I) Nova Lei sobre o Mercado de Câmbio

Se janeiro de 2023 marca os vinte anos de vigência do nosso Código Civil, é preciso ficar atento para a entrada em vigor de novos diplomas legislativos, entre os quais podemos citar a Lei nº 14.286, de 29 de dezembro de 2021, que dispõe sobre o mercado de câmbio brasileiro, pois a previsão de vacatio legis de um ano, estabelecida em seu artigo 29, fez com que o início da vigência se verificasse na primeira semana de 2023, permitindo-se a estipulação de pagamento em moeda estrangeira de obrigações exequíveis no território nacional nas obrigações cujo credor ou devedor seja não residente (exceto nos contratos de locação de imóveis situados no território nacional), bem como nos contratos e nos títulos referentes ao comércio exterior de bens e serviços, ao seu financiamento e às suas garantias. A norma fomenta as atividades relacionadas ao e-commerce e certamente repercutirá sobre o setor dos criptoativos.

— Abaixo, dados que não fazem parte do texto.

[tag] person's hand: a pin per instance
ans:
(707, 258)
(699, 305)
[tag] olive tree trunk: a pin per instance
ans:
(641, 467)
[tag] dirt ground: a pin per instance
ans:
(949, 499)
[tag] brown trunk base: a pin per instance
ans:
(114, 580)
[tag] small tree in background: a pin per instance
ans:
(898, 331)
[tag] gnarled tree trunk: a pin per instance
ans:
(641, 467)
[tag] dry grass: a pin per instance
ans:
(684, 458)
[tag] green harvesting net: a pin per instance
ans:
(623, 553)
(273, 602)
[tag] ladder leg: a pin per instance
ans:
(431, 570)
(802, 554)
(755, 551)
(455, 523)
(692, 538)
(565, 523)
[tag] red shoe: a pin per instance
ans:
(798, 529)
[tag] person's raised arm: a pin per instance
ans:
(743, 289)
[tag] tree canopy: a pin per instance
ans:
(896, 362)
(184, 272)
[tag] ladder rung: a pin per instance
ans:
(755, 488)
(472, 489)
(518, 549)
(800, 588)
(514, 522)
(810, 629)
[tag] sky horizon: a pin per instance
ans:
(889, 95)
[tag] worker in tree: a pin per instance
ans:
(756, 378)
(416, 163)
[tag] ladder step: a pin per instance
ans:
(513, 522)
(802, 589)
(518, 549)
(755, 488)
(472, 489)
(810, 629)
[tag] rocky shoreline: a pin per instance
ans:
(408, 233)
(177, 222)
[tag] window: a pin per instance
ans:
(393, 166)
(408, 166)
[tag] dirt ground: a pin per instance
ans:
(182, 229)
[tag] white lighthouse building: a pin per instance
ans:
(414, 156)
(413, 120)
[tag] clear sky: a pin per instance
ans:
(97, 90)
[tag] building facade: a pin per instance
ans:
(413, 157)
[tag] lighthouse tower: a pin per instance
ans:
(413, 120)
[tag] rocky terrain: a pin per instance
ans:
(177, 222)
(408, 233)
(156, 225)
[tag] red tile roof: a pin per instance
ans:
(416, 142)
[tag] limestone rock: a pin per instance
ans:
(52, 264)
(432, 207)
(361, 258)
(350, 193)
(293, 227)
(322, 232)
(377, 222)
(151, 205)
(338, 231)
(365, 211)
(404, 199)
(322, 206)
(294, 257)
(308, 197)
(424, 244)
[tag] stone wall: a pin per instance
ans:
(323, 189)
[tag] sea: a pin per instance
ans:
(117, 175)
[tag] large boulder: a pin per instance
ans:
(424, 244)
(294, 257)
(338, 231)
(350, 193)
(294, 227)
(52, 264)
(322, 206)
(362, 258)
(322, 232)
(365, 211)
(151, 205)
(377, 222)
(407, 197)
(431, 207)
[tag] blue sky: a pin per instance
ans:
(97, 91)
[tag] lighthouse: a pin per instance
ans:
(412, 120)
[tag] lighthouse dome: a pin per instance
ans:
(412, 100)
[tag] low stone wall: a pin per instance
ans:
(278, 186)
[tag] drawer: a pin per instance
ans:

II) Sistema Eletrônico dos Registros Públicos (Serp)

A Lei nº 14.382, de 27 de junho de 2022, que instituiu o Sistema Eletrônico dos Registros Públicos (Serp), ficou conhecida pelas alterações que promoveu na Lei de Registros Públicos, especialmente pela possibilidade extrajudicial de alteração imotivada do prenome da pessoa natural, bem como pela possibilidade de alteração de sobrenomes após a dissolução da sociedade conjugal ou alteração das relações de filiação, independentemente de autorização judicial. No entanto, há de se ressaltar que seus principais objetivos ainda não foram atingidos, entre os quais o de viabilizar o registro público eletrônico dos atos e negócios jurídicos, com interoperabilidade das bases de dados e interconexão das serventias por todo o país, o que possibilitará o atendimento remoto aos usuários de todas as serventias dos registros públicos, por meio da internet, através da recepção e do envio de documentos e títulos, da expedição de certidões e da prestação de informações.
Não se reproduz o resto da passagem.